Und heute, über 500 Jahre später, sind Holzbadewannen so richtig in. Es gibt Modelle für das Badezimmer, die durch besondere Formen und edles Holz aus dem Bad eine Wellnessoase machen können. Auf Pinterest finden sich dazu einige Beispiele, die so richtig Lust aufs Baden machen: https://www.pinterest.de/explore/holzbadewanne. Doch die Holzbadewanne des 21. Jahrhunderts kann man auch im Garten aufstellen und so Badeerlebnisse der ganz besonderen Art ermöglichen.
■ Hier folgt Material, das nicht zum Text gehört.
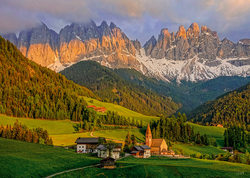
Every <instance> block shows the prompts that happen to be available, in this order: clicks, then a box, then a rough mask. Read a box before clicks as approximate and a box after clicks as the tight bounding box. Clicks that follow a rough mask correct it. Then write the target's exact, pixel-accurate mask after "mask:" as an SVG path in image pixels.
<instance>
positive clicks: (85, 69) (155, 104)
mask: <svg viewBox="0 0 250 178" xmlns="http://www.w3.org/2000/svg"><path fill="white" fill-rule="evenodd" d="M61 74H63V75H65V76H66V78H67V79H69V80H72V81H73V82H75V83H77V84H79V85H83V86H86V87H87V88H89V89H91V90H92V91H93V92H94V93H95V94H96V95H97V96H99V97H100V98H102V99H103V100H104V101H107V102H112V103H117V104H120V105H122V106H124V107H126V108H128V109H131V110H133V111H136V112H139V113H142V114H145V115H157V114H163V115H165V116H168V115H170V114H173V113H175V112H176V111H177V110H178V109H179V108H180V107H181V105H179V104H176V103H174V102H173V101H171V99H169V98H168V97H166V96H163V95H159V94H157V93H156V92H153V91H151V90H149V89H146V88H145V87H144V86H139V85H136V84H133V83H132V82H129V81H126V80H125V79H123V78H122V77H120V76H119V75H117V74H116V73H115V72H114V71H113V70H112V69H109V68H107V67H104V66H102V65H100V64H99V63H97V62H94V61H81V62H78V63H77V64H74V65H72V66H71V67H69V68H66V69H64V70H63V71H61Z"/></svg>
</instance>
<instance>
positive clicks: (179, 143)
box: [170, 143, 225, 156]
mask: <svg viewBox="0 0 250 178" xmlns="http://www.w3.org/2000/svg"><path fill="white" fill-rule="evenodd" d="M178 148H181V149H182V150H183V154H184V155H188V156H189V155H192V154H197V153H201V154H202V155H205V154H208V155H210V156H211V155H212V154H215V155H218V154H219V153H225V151H223V150H221V149H220V148H218V147H214V146H199V145H193V144H183V143H178V144H174V145H173V146H172V147H171V148H170V149H172V150H173V151H175V150H177V149H178Z"/></svg>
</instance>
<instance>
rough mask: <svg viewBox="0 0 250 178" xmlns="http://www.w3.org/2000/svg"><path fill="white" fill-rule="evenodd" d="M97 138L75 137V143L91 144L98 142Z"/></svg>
mask: <svg viewBox="0 0 250 178" xmlns="http://www.w3.org/2000/svg"><path fill="white" fill-rule="evenodd" d="M98 140H99V138H81V137H79V138H77V139H76V141H75V143H93V144H97V143H98Z"/></svg>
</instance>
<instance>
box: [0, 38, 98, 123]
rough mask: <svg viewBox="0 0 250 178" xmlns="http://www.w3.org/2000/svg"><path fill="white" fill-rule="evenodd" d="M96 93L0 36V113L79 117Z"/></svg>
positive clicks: (84, 109)
mask: <svg viewBox="0 0 250 178" xmlns="http://www.w3.org/2000/svg"><path fill="white" fill-rule="evenodd" d="M79 96H89V97H94V98H96V97H95V95H94V94H93V92H92V91H90V90H89V89H87V88H85V87H83V86H79V85H77V84H75V83H73V82H72V81H70V80H67V79H66V78H65V77H64V76H63V75H61V74H57V73H55V72H54V71H52V70H50V69H48V68H46V67H42V66H40V65H38V64H36V63H35V62H32V61H30V60H29V59H27V58H26V57H24V56H23V55H22V53H21V52H20V51H19V50H18V49H17V48H16V47H15V46H14V45H13V44H12V43H10V42H9V41H6V40H5V39H4V38H2V37H0V113H2V114H6V115H9V116H17V117H29V118H44V119H72V120H79V119H80V117H81V115H83V114H84V110H85V108H86V105H87V104H86V102H85V100H84V99H82V98H80V97H79Z"/></svg>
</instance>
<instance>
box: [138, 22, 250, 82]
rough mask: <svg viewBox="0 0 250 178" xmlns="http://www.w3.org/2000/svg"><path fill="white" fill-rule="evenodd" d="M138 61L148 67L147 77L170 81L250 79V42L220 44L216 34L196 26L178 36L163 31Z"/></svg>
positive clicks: (152, 39) (229, 42) (193, 80)
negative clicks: (154, 77) (214, 79)
mask: <svg viewBox="0 0 250 178" xmlns="http://www.w3.org/2000/svg"><path fill="white" fill-rule="evenodd" d="M170 34H171V35H170ZM137 59H138V60H139V61H140V62H142V63H143V64H144V65H145V66H146V67H147V70H148V75H152V76H154V77H159V78H160V79H166V80H169V81H171V80H177V82H180V81H181V80H186V81H194V82H196V81H202V80H209V79H213V78H216V77H219V76H243V77H246V76H250V40H249V39H243V40H240V41H239V42H238V43H237V44H235V43H233V42H231V41H230V40H228V39H226V38H225V39H223V40H222V41H220V40H219V38H218V36H217V32H215V31H212V30H210V29H209V28H207V27H206V26H202V27H201V29H200V28H199V26H198V24H197V23H193V24H191V25H190V27H189V28H188V29H187V30H185V28H184V27H183V26H180V27H179V30H178V31H177V33H176V35H174V32H172V33H169V32H168V30H167V29H163V30H161V32H160V34H159V36H158V40H157V41H156V40H155V41H154V40H153V39H152V38H151V39H150V40H149V41H148V42H146V44H145V45H144V47H143V49H141V53H140V55H137Z"/></svg>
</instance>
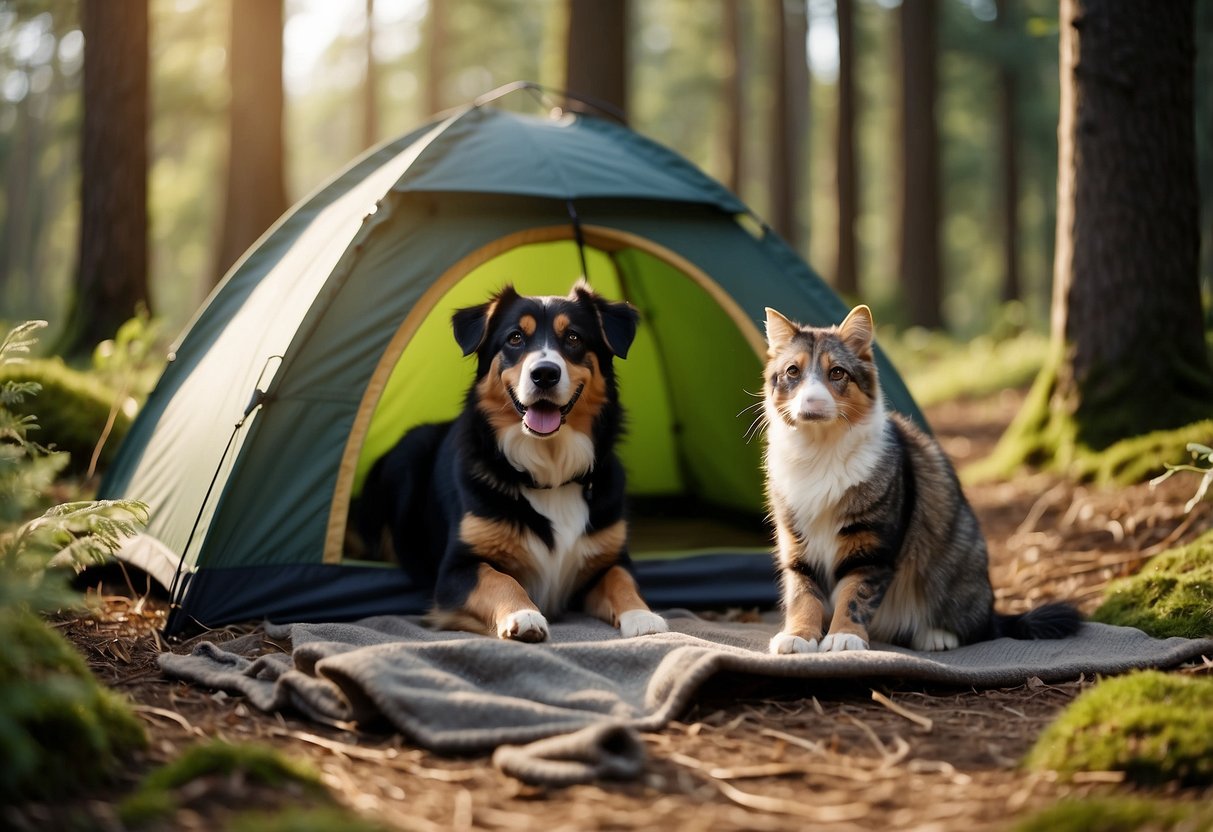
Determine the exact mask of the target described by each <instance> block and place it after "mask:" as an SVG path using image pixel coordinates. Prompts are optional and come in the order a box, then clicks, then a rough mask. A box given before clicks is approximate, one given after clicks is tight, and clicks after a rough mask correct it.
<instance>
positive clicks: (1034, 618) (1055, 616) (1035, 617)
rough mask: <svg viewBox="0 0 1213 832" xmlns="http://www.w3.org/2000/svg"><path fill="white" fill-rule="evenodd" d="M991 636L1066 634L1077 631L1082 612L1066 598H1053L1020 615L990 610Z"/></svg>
mask: <svg viewBox="0 0 1213 832" xmlns="http://www.w3.org/2000/svg"><path fill="white" fill-rule="evenodd" d="M991 625H992V629H993V638H1021V639H1032V638H1066V637H1069V636H1074V634H1075V633H1077V632H1078V627H1080V626H1082V614H1080V612H1078V610H1077V609H1076V608H1075V606H1074V605H1072V604H1067V603H1065V602H1053V603H1050V604H1044V605H1042V606H1037V608H1036V609H1035V610H1029V611H1027V612H1020V614H1019V615H1003V614H1001V612H995V614H993V621H992V622H991Z"/></svg>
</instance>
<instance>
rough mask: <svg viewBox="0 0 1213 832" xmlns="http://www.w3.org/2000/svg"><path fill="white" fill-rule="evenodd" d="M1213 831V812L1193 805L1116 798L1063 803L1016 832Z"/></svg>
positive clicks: (1033, 814)
mask: <svg viewBox="0 0 1213 832" xmlns="http://www.w3.org/2000/svg"><path fill="white" fill-rule="evenodd" d="M1208 828H1213V810H1211V809H1209V808H1208V807H1197V805H1192V804H1190V803H1167V802H1163V800H1149V799H1145V798H1131V797H1116V798H1089V799H1086V800H1063V802H1060V803H1058V804H1055V805H1052V807H1049V808H1048V809H1042V810H1041V811H1038V813H1036V814H1033V815H1031V816H1029V817H1026V819H1025V820H1023V821H1020V822H1019V824H1016V825H1015V832H1137V830H1151V831H1152V832H1171V831H1172V830H1175V831H1177V832H1178V831H1179V830H1208Z"/></svg>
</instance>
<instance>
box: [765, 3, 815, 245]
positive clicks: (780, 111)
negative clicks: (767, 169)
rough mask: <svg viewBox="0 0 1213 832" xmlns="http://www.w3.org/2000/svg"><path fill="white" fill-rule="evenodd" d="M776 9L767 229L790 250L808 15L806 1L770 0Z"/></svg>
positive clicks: (797, 239)
mask: <svg viewBox="0 0 1213 832" xmlns="http://www.w3.org/2000/svg"><path fill="white" fill-rule="evenodd" d="M770 2H773V4H775V12H776V15H775V21H776V27H775V79H776V84H775V103H774V109H773V112H771V116H773V118H771V142H773V147H771V165H770V169H769V175H770V195H771V224H773V226H774V228H775V230H776V232H778V233H779V235H780V237H782V238H784V239H785V240H787V243H788V244H790V245H791V246H792V247H793V249H796V247H798V246H799V243H801V239H799V238H801V221H799V217H798V216H797V215H798V211H797V203H798V200H799V194H801V179H802V177H803V173H804V170H803V169H804V166H803V164H802V160H803V158H804V153H803V148H804V146H805V143H807V141H805V137H807V131H805V124H807V120H808V110H809V107H808V104H809V68H808V53H807V40H808V35H809V16H808V8H807V7H805V5H804V0H770Z"/></svg>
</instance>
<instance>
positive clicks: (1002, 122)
mask: <svg viewBox="0 0 1213 832" xmlns="http://www.w3.org/2000/svg"><path fill="white" fill-rule="evenodd" d="M996 7H997V11H998V32H1000V34H1001V35H1002V36H1003V38H1004V39H1007V38H1009V36H1010V35H1012V34H1013V32H1014V25H1013V23H1012V13H1013V12H1012V10H1010V4H1009V2H1008V1H1007V0H996ZM1018 86H1019V85H1018V82H1016V79H1015V70H1014V68H1013V67H1012V65H1009V63H1008V62H1007V61H1006V59H1004V61H1003V62H1002V63H1001V64H1000V67H998V135H1000V142H998V163H1000V177H998V178H1000V179H1001V181H1002V194H1001V195H1002V291H1001V292H1000V297H1001V300H1002V301H1003V302H1004V303H1006V302H1009V301H1018V300H1019V298H1020V297H1021V296H1023V289H1021V286H1020V279H1019V142H1018V133H1019V107H1018V102H1016V96H1018V95H1019V89H1018Z"/></svg>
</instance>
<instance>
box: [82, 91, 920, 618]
mask: <svg viewBox="0 0 1213 832" xmlns="http://www.w3.org/2000/svg"><path fill="white" fill-rule="evenodd" d="M520 86H524V87H528V89H533V90H534V89H536V87H534V85H520ZM486 98H488V97H486ZM492 101H495V98H492V99H489V101H480V102H477V103H475V104H472V106H469V107H466V108H463V109H460V110H457V112H454V113H452V114H449V115H446V116H445V118H440V119H439V120H437V121H433V122H431V124H427V125H426V126H423V127H421V129H420V130H416V131H414V132H411V133H408V135H405V136H403V137H400V138H398V139H395V141H391V142H387V143H385V144H382V146H380V147H377V148H374V149H371V150H369V152H368V153H366V154H364V155H363V156H361V158H360V159H358V160H355V161H354V163H353V164H351V165H349V167H347V169H346V170H344V171H343V172H341V173H338V175H337V176H336V177H335V178H334V179H331V181H330V182H329V183H328V184H325V186H323V187H321V188H320V189H318V190H317V192H315V193H313V194H312V195H311V196H308V198H306V199H304V200H303V201H301V203H300V204H298V205H296V206H295V207H294V209H292V210H291V211H290V212H287V213H286V215H285V216H284V217H283V218H281V220H279V222H278V223H277V224H275V226H274V227H273V228H270V229H269V230H268V232H267V233H266V234H264V235H263V237H262V238H261V239H260V240H258V241H257V243H256V244H255V245H254V246H252V247H251V249H250V250H249V251H247V252H246V253H245V255H244V257H243V258H241V260H240V261H239V262H238V263H237V264H235V266H234V267H233V268H232V270H230V272H229V273H228V275H227V277H226V278H224V280H223V281H222V283H221V284H220V285H218V286H217V287H216V290H215V291H213V294H212V295H211V297H210V298H209V301H207V302H206V304H205V306H204V307H203V308H201V310H200V312H199V313H198V314H197V315H195V317H194V319H193V320H192V321H190V324H189V325H188V326H187V327H186V331H184V334H183V335H182V336H181V337H180V338H178V340H177V342H176V343H175V346H173V351H172V354H171V355H170V361H169V365H167V366H166V369H165V371H164V375H163V376H161V378H160V380H159V382H158V384H156V387H155V389H154V391H153V392H152V394H150V397H149V398H148V401H147V404H146V405H144V408H143V410H142V412H141V414H139V416H138V418H137V420H136V422H135V424H133V426H132V428H131V431H130V433H129V434H127V437H126V438H125V440H124V443H123V446H121V448H120V450H119V454H118V456H116V458H115V461H114V463H113V465H112V466H110V468H109V471H108V472H107V474H106V478H104V480H103V483H102V486H101V494H99V496H101V497H103V498H116V497H131V498H139V500H144V501H146V502H148V503H149V505H150V507H152V520H150V523H149V525H148V528H147V530H146V532H144V534H142V535H139V536H137V537H135V538H131V540H130V541H129V542H127V543H126V546H125V547H124V548H123V551H121V552H120V553H119V557H120V558H121V559H123V560H124V562H126V563H130V564H133V565H136V566H138V568H141V569H143V570H144V571H147V572H148V574H149V575H152V576H153V577H154V579H155V580H156V581H159V582H160V583H163V585H164V586H165V587H166V588H169V589H170V592H171V597H172V602H173V609H172V612H171V615H170V619H169V623H167V631H169V632H177V631H181V629H182V628H184V627H187V626H195V625H203V626H207V627H213V626H220V625H223V623H229V622H234V621H246V620H255V619H270V620H277V621H318V620H351V619H357V617H363V616H369V615H381V614H406V612H418V611H422V610H423V609H425V608H426V604H427V599H428V593H427V591H426V588H423V587H418V586H415V585H412V583H411V582H410V580H409V579H408V577H406V575H405V574H404V571H403V570H402V569H399V568H398V566H397V565H395V564H391V563H378V562H369V560H366V559H363V557H360V555H359V547H358V546H357V541H354V542H353V543H352V542H351V537H352V535H351V534H347V532H348V531H349V530H348V529H347V525H348V524H347V518H348V515H349V508H351V505H352V502H353V501H355V500H357V498H358V494H359V489H360V485H361V480H363V478H364V477H365V474H366V472H368V469H369V468H370V466H371V463H372V462H374V461H375V460H376V458H377V457H378V456H380V455H381V454H383V452H385V451H387V450H388V449H389V448H391V446H392V445H393V444H394V443H395V440H397V439H399V437H402V435H403V434H404V432H405V431H406V429H409V428H410V427H412V426H416V424H421V423H423V422H431V421H439V420H446V418H454V416H455V415H456V414H457V412H459V408H460V406H461V404H462V399H463V394H465V392H466V389H467V386H468V383H469V382H471V380H472V377H473V374H474V366H473V361H472V359H463V358H462V357H461V352H460V349H459V347H457V344H456V343H455V341H454V338H452V336H451V331H450V315H451V313H452V310H454V309H456V308H459V307H462V306H468V304H473V303H479V302H483V301H484V298H485V297H488V296H489V294H490V292H492V291H495V290H496V289H500V287H501V285H503V284H505V283H513V284H514V285H516V286H517V289H518V290H519V291H520V292H523V294H542V295H564V294H566V292H568V291H569V289H570V286H571V285H573V283H574V281H575V280H576V278H577V277H579V275H581V274H582V273H585V274H586V275H587V278H588V280H590V283H591V285H592V286H593V287H594V289H596V290H597V291H599V292H602V294H604V295H608V296H611V297H616V298H626V300H627V301H630V302H631V303H633V304H634V306H636V307H637V308H638V309H639V312H640V315H642V325H640V329H639V332H638V335H637V338H636V342H634V343H633V346H632V349H631V352H630V353H628V358H627V360H625V361H620V363H619V364H617V374H619V380H620V388H621V397H622V401H623V406H625V408H626V410H627V435H626V438H625V440H623V443H622V446H621V449H620V454H621V457H622V460H623V465H625V467H626V469H627V475H628V497H630V505H631V512H632V534H631V540H630V549H631V552H632V557H633V559H634V560H636V566H637V576H638V580H639V582H640V586H642V589H643V592H644V594H645V597H647V598H648V600H649V602H650V604H653V605H654V606H655V608H659V609H660V608H664V606H691V608H696V606H697V608H704V606H716V605H769V604H773V603H774V600H775V598H776V591H775V585H774V579H773V568H771V559H770V553H769V549H770V546H769V541H770V538H769V530H768V528H767V525H765V522H764V517H763V515H764V509H763V484H762V472H761V454H762V441H761V439H751V440H750V441H747V428H748V427H750V424H751V421H752V420H753V417H754V414H753V411H752V410H747V409H748V408H750V406H751V405H752V404H754V403H756V401H757V399H756V398H754V395H753V393H752V392H757V391H759V389H761V386H762V364H763V355H764V353H765V343H764V338H763V335H762V331H761V321H762V320H763V317H764V307H767V306H774V307H778V308H779V309H780V310H781V312H784V313H786V314H788V315H791V317H793V318H797V319H799V320H803V321H805V323H810V324H815V325H826V324H832V323H837V321H839V320H841V319H842V318H843V315H844V314H845V313H847V306H845V304H844V303H843V302H842V301H841V300H839V298H838V297H837V296H836V295H835V294H833V292H832V291H831V290H830V289H828V287H827V286H826V285H825V284H824V283H822V281H821V279H820V278H818V277H816V275H815V274H813V272H811V270H809V268H808V267H807V266H805V264H804V263H803V262H802V261H801V260H799V258H798V257H797V255H796V253H795V252H792V251H791V250H790V249H788V247H787V245H786V244H785V243H784V241H781V240H780V239H779V238H778V237H776V235H775V234H773V233H771V232H770V230H769V229H768V228H767V227H765V226H764V224H763V223H762V222H759V221H757V220H756V218H754V216H753V215H752V213H751V212H750V211H748V210H747V209H746V206H745V205H744V204H742V203H741V201H740V200H739V199H738V198H736V196H734V195H733V194H731V193H730V192H729V190H728V189H725V188H724V187H722V186H721V184H719V183H717V182H716V181H713V179H711V178H710V177H708V176H706V175H705V173H702V172H701V171H699V170H697V169H696V167H695V166H693V165H691V164H690V163H688V161H687V160H684V159H683V158H680V156H679V155H677V154H674V153H673V152H671V150H668V149H666V148H664V147H661V146H659V144H656V143H654V142H651V141H649V139H647V138H644V137H642V136H639V135H638V133H636V132H633V131H631V130H628V129H627V127H625V126H621V125H619V124H615V122H613V121H608V120H604V119H599V118H594V116H587V115H580V114H573V113H566V112H564V113H560V112H556V113H553V114H551V115H546V116H531V115H522V114H518V113H514V112H509V110H506V109H501V108H499V107H497V106H495V104H492V103H491V102H492ZM878 360H879V364H881V372H882V381H883V387H884V393H885V399H887V401H889V404H890V405H892V406H893V408H895V409H898V410H901V411H902V412H909V414H911V415H915V416H916V417H918V418H921V415H919V414H918V411H917V409H916V408H915V404H913V401H912V400H911V398H910V395H909V393H907V392H906V388H905V386H904V384H902V382H901V380H900V378H899V377H898V375H896V372H895V371H894V370H893V367H892V366H889V364H888V361H887V360H885V359H884V358H883V355H882V357H879V358H878ZM747 391H752V392H747Z"/></svg>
Im Bild ist eine Holzbadewanne von Isidor zu sehen, einem der zurzeit größten Anbieter von Holzprodukten made in Germany. Die Holzbadewanne „Alva“ ist für den Einsatz auf der Terrasse oder im Garten gebaut und bietet dem Badefan das Badevergnügen, das an Freiheit und Wildnis erinnert: Baden unter freiem Himmel, heißes Wasser und Sterne, Wellness und Vollmond. Und das alles weit abseits des Gedankens an das Mittelalter!